As we grow old, our bodies go through a multifaceted transformation that leaves us looking weak and worn out—one of the areas primarily affected by these changes in the mouth. Many dental complications come with age, including cavities, gum diseases, loose teeth, tooth decay, and many more.
However, some dental issues are not common in people who are 40 years and above. Continue reading to learn more about the uncommon dental problems after 40.
Crowded or Misaligned teeth
The problem of crowded or misaligned teeth happens when there isn’t enough room in your jaw for teeth to erupt. It can also occur when there is too much space in your jaw, resulting in spaced and gapped teeth (diastema). This problem is only common in teenagers and young adults who are likely to develop more teeth like wisdom teeth. So, it’s uncommon to find a 40-year-old patient with this problem.

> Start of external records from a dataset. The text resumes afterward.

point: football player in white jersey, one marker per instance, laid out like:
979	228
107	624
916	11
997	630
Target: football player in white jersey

To prevent this problem, you should remove the problematic wisdom teeth immediately. If it’s not because of an impacted wisdom tooth, you can wear dental braces to rectify the misalignment.
Impacted Wisdom Teeth
When a person reaches puberty, they develop two molars in their upper and lower jaws. These molars are commonly referred to as wisdom teeth. Sometimes these last molars, which erupt at the back of the mouth, have to push themselves out through the tiny room available in your jaw.
This means that they will either get stuck inside the gum or grow at the wrong angle. This is what dentists refer to as impacted wisdom teeth. The problem of impacted wisdom teeth is only common in people aged between 15 and 25. Therefore, it’s very rare to have an impacted wisdom tooth after 40 years unless you have had the problem since your adolescence.
Oral cavities are a result of permanently damaged areas of teeth that caused tiny holes. These damages can be a result of bacterial infection, excess sugar, and poor oral health. If left untreated, cavities can cause toothache, infections, and tooth loss. however, cavities are only common in kids and young adults.
Studies have shown that 20 percent of children will have an oral cavity in their childhood. Therefore, it’s very rare to find a 40-year-old patient with an oral cavity. You can prevent cavities by avoiding sugary food and drinks and maintaining proper oral hygiene. It’s also good to go for regular dental checkups so that the problem can be detected and dealt with before it advances.